Abstract
Introduction: Rituximab (R) has improved outcomes in diffuse large B-cell lymphoma (DLBCL) but early complications, such as gastric perforation, have been reported (median time to event 6 days). As the role of surgery for gastric diffuse large B cell lymphoma (gDLBCL) has evolved from the primary management of the disease to the management of its complications, we sought to further define surgical trends and to explore whether the introduction of R and the decreasing rates of primary surgery influenced early mortality in patients with gDLBCL.
Methods: The authors utilized the Surveillance Epidemiology and End Results (SEER) 18 database (November 2014 submission) to extract relevant data on patients with gDLBCL diagnosed between 1983-2012 using the case listing session. Eligible cases of gDLBCL were identified from the SEER 13 database using a combination of International Classifications of Diseases for Oncology, 3rd edition (ICD-O-3) code for DLBCL (9680/3) and site codes for stomach (C60.x). Primary site-specific cancer directed surgery using SEER site-specific surgical codes and annual trends in the receipt of surgery among patients with gDLBCL using Joinpoint regression program were evaluated. Unadjusted percentages along with 95% confidence intervals (computed using Bootstrapping methods) were computed for each year. Changes in the trend of surgical rates were evaluated by Monte Carlo Permutation method.
We compared the impact of the introduction of R on early mortality rates in our study population. Using the year 2006, date of FDA approval for R as first-line therapy, as a cutoff, we studied the 30 and 60-day mortality rates. Multivariate logistic regression was used to study the impact of year of diagnosis (before and after 2006) on early mortality rates adjusting for age, sex, race and stage at diagnosis. The level of significance chosen was 0.05. All p-values were two sided.

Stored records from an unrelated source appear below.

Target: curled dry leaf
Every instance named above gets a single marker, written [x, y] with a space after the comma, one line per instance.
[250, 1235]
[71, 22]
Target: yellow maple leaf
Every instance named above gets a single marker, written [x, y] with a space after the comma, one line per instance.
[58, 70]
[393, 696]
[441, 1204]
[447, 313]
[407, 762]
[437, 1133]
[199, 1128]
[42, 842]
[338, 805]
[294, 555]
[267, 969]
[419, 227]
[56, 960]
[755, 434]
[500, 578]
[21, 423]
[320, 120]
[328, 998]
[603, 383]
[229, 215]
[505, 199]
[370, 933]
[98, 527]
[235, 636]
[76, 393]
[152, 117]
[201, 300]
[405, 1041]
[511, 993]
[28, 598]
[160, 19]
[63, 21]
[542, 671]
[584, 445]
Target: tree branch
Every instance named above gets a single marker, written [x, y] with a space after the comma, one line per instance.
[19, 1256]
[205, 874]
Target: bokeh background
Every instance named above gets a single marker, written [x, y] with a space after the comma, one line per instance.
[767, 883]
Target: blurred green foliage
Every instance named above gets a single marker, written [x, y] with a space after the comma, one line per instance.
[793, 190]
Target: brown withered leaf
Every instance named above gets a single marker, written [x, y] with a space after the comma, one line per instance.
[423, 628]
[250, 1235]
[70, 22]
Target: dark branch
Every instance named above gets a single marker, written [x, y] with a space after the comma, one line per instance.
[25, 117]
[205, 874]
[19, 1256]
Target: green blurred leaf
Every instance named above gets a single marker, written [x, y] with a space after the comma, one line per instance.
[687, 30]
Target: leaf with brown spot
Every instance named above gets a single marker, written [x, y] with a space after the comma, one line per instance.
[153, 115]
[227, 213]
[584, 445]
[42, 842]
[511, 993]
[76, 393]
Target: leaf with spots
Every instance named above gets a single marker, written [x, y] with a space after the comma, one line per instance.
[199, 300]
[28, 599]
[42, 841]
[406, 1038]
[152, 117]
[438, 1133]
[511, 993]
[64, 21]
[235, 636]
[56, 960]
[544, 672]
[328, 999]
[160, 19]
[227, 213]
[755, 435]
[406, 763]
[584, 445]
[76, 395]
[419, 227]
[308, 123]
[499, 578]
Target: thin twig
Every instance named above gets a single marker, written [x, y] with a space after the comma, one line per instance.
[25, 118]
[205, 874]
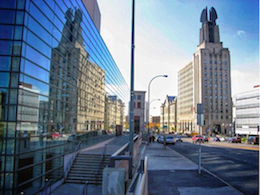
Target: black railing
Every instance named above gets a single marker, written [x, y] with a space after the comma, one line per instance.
[101, 160]
[85, 189]
[72, 159]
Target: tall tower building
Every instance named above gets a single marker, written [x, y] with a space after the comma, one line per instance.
[211, 79]
[212, 83]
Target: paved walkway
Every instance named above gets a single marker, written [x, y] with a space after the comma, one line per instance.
[76, 189]
[170, 173]
[227, 145]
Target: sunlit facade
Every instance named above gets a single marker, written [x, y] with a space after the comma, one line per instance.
[247, 106]
[169, 114]
[55, 72]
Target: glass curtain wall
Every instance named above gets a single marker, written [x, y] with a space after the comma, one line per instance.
[57, 83]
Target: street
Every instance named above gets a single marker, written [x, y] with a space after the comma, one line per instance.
[237, 167]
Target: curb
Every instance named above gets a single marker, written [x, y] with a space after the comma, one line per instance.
[212, 174]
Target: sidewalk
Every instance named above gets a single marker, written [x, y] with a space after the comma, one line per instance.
[112, 146]
[170, 173]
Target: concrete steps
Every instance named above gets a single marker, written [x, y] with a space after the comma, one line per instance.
[84, 169]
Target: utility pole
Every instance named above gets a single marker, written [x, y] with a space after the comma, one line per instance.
[200, 122]
[132, 89]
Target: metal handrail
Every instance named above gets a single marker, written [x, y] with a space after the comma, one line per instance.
[140, 189]
[101, 159]
[72, 159]
[85, 189]
[45, 190]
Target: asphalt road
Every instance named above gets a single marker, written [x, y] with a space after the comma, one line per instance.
[238, 167]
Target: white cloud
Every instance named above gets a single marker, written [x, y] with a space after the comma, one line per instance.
[243, 81]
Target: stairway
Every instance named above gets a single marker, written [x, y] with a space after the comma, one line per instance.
[85, 167]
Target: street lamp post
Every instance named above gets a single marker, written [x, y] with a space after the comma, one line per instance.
[148, 114]
[149, 107]
[132, 90]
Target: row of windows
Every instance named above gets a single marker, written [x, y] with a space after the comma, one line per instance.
[215, 68]
[215, 62]
[220, 74]
[216, 79]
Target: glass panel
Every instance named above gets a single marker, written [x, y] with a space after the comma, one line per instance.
[13, 96]
[19, 17]
[4, 81]
[32, 69]
[5, 63]
[37, 58]
[18, 32]
[12, 113]
[6, 47]
[3, 129]
[20, 4]
[16, 63]
[17, 48]
[7, 16]
[3, 96]
[6, 32]
[34, 85]
[10, 163]
[10, 146]
[14, 79]
[3, 112]
[7, 4]
[39, 44]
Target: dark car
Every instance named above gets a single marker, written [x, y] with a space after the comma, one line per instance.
[178, 139]
[197, 138]
[234, 140]
[216, 139]
[253, 140]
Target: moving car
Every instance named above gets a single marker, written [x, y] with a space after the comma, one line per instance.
[234, 140]
[55, 135]
[197, 138]
[253, 139]
[205, 139]
[216, 139]
[169, 139]
[178, 139]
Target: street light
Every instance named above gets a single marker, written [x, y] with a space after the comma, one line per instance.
[149, 106]
[149, 99]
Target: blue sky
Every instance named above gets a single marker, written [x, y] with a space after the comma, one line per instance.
[167, 35]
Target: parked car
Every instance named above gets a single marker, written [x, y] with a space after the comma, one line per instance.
[205, 139]
[160, 139]
[234, 140]
[216, 139]
[197, 138]
[253, 139]
[170, 139]
[178, 139]
[55, 135]
[222, 139]
[71, 138]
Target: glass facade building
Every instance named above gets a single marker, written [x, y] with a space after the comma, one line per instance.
[56, 75]
[247, 107]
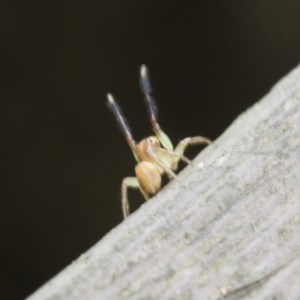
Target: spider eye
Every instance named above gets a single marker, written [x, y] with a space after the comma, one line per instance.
[151, 140]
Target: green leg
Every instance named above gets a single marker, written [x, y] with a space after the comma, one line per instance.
[183, 144]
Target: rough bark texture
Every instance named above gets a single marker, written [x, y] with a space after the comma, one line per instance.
[229, 229]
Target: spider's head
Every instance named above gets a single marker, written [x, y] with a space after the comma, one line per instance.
[147, 148]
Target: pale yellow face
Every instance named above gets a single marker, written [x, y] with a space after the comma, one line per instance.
[146, 148]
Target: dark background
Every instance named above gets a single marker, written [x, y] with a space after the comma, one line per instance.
[63, 157]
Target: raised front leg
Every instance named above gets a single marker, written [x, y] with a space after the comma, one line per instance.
[183, 144]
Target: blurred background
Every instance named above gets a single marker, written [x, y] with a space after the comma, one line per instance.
[63, 156]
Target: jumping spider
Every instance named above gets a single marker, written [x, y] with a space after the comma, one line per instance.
[155, 155]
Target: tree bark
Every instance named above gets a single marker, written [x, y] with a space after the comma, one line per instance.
[229, 228]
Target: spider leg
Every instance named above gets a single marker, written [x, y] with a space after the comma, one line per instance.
[152, 109]
[115, 108]
[129, 182]
[183, 144]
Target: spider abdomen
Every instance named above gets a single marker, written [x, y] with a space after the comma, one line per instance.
[148, 176]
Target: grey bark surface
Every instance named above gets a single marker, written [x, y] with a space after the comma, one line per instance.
[228, 229]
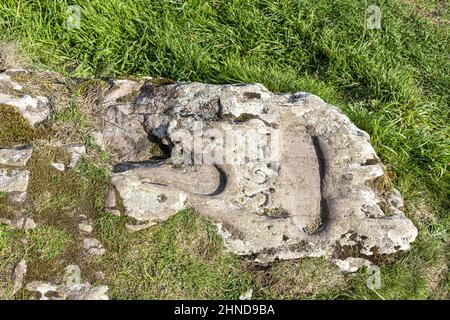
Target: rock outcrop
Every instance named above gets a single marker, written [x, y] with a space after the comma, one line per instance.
[283, 176]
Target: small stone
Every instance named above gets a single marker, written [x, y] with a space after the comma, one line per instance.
[17, 157]
[76, 152]
[58, 166]
[72, 275]
[24, 223]
[13, 180]
[138, 227]
[85, 227]
[42, 287]
[18, 275]
[93, 247]
[35, 110]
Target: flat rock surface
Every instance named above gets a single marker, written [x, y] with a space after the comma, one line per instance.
[283, 176]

Results: 5814 patients (pts) with gDLBCL were identified. There were 4124 pts diagnosed prior to 2006 and 1690 patients with gDLBCL diagnosed after 2006. Median age was 71 years (range 1 to 105 years), of which 55.5% (n=3224) were males and 80.7% (n=4694) were white. The majority of patients were Stage I (43.7%; n =2539) or Stage II (19.7%; n= 1145) at diagnosis. 16% (n=932) received any form of radiation therapy. 1088 (18.7%) received primary cancer directed surgery. Patients receiving surgery for gDLBCL declined from 63% in 1983 (34 out of 54 patients) to 8% (19 out of 250) in 2012. Joinpoint trend analysis revealed that the sharpest decline was seen between the years 2000-2010 (annual percentage change, APC -12.31; 95% confidence interval -16.8 to -7.6; p value <0.01). The adjusted rates of surgery computed using poisson regression (adjusted for age, sex, race and stage at diagnosis) declined from 54.4% in 1983 to 6.9% in 2012 with an APC of -8.9% (95% CI -9.7% to -8.3%; p value <0.01). The 30-day mortality rate prior to 2006 was 9.7% as compared to 10.3% among patients diagnosed after 2006 (p value 0.48). The 60-day mortality rate was similar in the two groups as well (16.3% versus 15.2%; p value 0.29). Multivariate logistic regression showed that the patients before and after 2006 were similar in terms of the 30-day mortality rate (OR 0.97; 95% CI 0.79-1.18; p value 0.79) and the 60-day mortality rate (OR 0.94; 95% CI 0.80-1.11; p value 0.48) after adjusting for age, gender, race and stage at diagnosis.
Conclusions: The period after the introduction of R was associated with the sharpest decline in primary cancer directed surgery for gDLBCL. While R is associated with perforation risk, no significant increase in 30 or 60-day mortality was seen in those treated after R was approved for first-line therapy. While R appears to have significantly changed how surgery is utilized in gastric DLBCL, early mortality was unchanged.
No relevant conflicts of interest to declare.
Author notes
Asterisk with author names denotes non-ASH members.